The functionality, interfaces, and suggested internal structure of each module is detailed in the following sections. The sample agent includes a baseline implementation of each module and may be used as a starting point.
Model
This module' task is to provide for every query and every possible bid an estimate of the resulting cost per click and number of impressions. For the former, the module has to learn the competitors' behavior (since the resulting cost depends on the bids of the competitors) and provide the resulting cost and position for a given query and bid - this may be done using reinforcement learning (to 'reverse engineer' the competitor's actions in ) and by using the position information as provided in the game daily reports. For the latter, the module has to model the users' population distribution over states (since the number of impressions depends on the size of the population in 'transacting' states) - this may be done using the method of particle filtering.
Estimation
This module' task is to provide an estimate of profit and conversions (sales) given a bid set for all the queries and a baseline capacity level (the amount of capacity that was consumed up to the given time of estimation). To fulfill its task, the module has to use the Model and estimate the click-through-rate and the conversion rate - this may be done using statistical regression over current and past games information. Also, burst notification (identified by the users model) may be used to adjust the estimated conversion rate. The estimation module also gives access to direct estimtes of click-through-rate and conversion rate of every query for a given bid and baseline capacity.
Optimization
This module provides the bid set for the next day of the game. To optimize for the next day only, the 'singleDay' component chooses the best bid set to achieve (no more than) a predefined number of sales given the current level of capacity used. However, since the target is to optimize profits over the whole duration of the game, the 'multiDay' component has to find the optimal sequence of bid sets (and the bid set for the next day is the fist bid set of that best sequence found).

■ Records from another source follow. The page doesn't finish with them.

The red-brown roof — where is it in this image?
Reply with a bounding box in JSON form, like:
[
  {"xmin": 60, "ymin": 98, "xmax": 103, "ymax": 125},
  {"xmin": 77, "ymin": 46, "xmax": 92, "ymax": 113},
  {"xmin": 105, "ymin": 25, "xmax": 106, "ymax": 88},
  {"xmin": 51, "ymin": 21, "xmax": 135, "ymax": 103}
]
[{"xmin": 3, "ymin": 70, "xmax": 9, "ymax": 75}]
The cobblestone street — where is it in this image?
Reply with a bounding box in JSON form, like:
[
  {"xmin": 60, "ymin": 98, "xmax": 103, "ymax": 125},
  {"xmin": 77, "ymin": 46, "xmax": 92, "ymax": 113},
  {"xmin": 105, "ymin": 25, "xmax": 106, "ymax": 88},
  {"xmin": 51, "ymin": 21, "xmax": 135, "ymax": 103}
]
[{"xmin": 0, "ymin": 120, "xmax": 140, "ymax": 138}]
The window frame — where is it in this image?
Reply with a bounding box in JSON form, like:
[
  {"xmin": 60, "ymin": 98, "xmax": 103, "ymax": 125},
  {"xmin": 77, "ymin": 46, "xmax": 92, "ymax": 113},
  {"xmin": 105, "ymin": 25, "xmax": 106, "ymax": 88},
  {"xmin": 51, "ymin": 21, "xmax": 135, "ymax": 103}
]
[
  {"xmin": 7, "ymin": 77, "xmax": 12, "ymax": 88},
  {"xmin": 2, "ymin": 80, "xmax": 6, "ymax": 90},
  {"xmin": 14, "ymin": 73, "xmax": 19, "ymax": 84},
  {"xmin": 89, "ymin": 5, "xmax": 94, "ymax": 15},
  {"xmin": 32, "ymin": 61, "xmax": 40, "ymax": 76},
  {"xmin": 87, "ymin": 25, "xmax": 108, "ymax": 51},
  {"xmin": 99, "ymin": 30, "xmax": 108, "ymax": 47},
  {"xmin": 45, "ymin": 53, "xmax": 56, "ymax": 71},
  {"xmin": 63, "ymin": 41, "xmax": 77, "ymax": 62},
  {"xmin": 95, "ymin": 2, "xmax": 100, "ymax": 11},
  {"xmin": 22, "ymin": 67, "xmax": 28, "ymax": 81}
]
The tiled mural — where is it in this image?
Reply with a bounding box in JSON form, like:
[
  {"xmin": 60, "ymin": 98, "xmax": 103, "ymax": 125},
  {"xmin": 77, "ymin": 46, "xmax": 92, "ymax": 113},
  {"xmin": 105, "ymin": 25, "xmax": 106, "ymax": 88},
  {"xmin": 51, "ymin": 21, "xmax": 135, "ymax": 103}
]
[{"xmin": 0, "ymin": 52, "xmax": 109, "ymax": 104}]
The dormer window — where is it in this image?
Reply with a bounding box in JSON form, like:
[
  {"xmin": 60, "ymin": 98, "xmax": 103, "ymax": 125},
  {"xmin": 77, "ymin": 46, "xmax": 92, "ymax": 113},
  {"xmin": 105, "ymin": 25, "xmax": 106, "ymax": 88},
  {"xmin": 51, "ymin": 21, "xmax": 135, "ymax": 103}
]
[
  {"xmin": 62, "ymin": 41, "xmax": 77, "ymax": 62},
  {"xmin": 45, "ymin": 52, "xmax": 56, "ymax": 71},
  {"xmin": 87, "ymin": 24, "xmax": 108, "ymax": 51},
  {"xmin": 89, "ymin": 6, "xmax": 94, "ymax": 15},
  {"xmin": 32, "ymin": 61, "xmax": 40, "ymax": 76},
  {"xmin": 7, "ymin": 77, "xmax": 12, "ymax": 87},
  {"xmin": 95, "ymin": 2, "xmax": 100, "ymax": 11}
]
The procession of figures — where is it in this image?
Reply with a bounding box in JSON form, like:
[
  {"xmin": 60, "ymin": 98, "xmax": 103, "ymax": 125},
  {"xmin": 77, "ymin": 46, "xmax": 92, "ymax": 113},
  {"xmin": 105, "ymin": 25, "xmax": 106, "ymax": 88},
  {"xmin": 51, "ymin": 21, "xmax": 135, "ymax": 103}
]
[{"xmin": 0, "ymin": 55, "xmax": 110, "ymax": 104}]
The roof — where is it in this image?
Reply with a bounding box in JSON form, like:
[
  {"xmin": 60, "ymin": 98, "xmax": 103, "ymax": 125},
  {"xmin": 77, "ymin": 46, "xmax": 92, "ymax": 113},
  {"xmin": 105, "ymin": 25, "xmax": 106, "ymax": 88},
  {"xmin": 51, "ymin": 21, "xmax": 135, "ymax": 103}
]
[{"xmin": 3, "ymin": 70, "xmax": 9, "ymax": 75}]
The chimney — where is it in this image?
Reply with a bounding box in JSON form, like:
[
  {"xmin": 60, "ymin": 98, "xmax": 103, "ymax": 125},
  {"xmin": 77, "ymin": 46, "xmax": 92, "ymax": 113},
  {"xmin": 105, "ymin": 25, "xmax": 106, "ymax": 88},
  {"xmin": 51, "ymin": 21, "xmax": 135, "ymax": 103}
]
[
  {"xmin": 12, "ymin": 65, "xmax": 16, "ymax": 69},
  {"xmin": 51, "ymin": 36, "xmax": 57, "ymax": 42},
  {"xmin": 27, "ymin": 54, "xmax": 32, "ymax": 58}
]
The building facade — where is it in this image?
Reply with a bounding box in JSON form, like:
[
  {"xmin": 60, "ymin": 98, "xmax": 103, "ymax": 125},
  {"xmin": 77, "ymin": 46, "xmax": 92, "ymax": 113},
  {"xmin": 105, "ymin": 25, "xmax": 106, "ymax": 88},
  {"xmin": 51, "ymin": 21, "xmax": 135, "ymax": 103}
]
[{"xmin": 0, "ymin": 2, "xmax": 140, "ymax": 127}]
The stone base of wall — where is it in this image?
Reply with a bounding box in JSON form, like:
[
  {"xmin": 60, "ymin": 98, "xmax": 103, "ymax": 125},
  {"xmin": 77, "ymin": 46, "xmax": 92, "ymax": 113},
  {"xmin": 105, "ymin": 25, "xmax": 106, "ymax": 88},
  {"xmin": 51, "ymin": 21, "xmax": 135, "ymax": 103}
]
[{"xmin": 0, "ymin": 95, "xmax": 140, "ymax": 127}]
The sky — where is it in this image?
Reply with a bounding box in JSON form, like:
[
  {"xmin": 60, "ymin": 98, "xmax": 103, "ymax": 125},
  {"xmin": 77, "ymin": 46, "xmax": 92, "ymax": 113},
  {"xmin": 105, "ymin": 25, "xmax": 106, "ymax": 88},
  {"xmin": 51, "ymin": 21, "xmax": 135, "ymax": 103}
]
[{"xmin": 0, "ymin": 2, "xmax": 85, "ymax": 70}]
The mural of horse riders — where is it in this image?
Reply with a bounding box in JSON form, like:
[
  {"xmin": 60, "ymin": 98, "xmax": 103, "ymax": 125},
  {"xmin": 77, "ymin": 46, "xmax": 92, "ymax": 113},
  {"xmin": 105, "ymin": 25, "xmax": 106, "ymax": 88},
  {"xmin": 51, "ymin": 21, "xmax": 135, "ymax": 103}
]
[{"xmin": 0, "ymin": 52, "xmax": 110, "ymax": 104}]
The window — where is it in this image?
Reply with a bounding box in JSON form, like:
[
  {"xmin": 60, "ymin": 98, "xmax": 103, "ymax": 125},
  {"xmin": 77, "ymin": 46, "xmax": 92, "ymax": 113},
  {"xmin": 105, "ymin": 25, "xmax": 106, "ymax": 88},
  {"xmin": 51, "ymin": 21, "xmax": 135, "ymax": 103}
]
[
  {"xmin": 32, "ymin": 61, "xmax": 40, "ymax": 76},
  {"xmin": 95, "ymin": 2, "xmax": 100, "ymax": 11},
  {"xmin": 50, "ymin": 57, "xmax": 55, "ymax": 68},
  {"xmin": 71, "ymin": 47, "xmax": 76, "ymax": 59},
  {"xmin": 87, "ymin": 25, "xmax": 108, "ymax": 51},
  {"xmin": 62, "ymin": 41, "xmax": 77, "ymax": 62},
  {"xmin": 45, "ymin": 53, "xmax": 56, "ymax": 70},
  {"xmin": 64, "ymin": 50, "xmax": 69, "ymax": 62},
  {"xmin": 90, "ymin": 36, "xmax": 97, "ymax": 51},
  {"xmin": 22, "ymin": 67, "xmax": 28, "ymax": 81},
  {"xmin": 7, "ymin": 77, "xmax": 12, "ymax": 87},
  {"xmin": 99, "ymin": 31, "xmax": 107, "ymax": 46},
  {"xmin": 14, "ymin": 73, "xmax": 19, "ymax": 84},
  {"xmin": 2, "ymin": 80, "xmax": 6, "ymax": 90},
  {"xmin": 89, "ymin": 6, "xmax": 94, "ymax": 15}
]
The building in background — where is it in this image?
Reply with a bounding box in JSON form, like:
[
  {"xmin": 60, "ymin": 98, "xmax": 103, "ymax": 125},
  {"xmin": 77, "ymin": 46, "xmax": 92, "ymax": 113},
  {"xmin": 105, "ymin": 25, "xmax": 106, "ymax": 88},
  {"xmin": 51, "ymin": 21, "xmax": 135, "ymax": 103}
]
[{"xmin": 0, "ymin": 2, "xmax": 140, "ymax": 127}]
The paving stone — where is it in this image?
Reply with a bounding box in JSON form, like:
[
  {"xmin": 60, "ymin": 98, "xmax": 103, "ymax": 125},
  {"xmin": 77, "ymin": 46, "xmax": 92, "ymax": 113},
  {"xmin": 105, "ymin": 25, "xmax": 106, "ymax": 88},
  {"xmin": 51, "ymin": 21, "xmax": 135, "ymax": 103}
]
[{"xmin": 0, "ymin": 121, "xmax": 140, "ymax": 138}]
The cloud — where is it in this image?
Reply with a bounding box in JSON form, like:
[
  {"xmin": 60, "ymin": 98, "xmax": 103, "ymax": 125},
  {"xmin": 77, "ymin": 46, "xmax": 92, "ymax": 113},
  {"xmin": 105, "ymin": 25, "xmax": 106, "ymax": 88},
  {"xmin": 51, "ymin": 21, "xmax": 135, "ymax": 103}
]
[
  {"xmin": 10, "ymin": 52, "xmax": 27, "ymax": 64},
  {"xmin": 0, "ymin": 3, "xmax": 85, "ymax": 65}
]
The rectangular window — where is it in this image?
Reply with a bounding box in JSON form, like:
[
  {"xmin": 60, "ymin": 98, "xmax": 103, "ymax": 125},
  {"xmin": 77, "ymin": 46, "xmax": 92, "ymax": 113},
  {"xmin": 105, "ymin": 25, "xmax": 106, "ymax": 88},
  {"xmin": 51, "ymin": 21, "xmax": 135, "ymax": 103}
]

There are many implementation alternatives for the singleDay component. One team of researchers suggests (among others) a 'Multiple Choice Knapsack' formulation that may be solved using a greedy algorithm, while others suggest dynamic programming (or a greedy approximation for faster computation) to solve a very similar setting, or a simpler heuristic that iteratively adjusts a target ROI (such that the ROI of all queries is equal - by the equimarginal principle, the marginal ROI of all queries is the same at an optimal bid), and bids for each query at the cost that would result in the targeted ROI.
The 'multiDay' optimization may be done using dynamic programming (as mentioned, but not implemented due to time constraints in both papers referenced above, or by successively applying the 'singleDay' optimizer as part of a 'gradient ascent' search.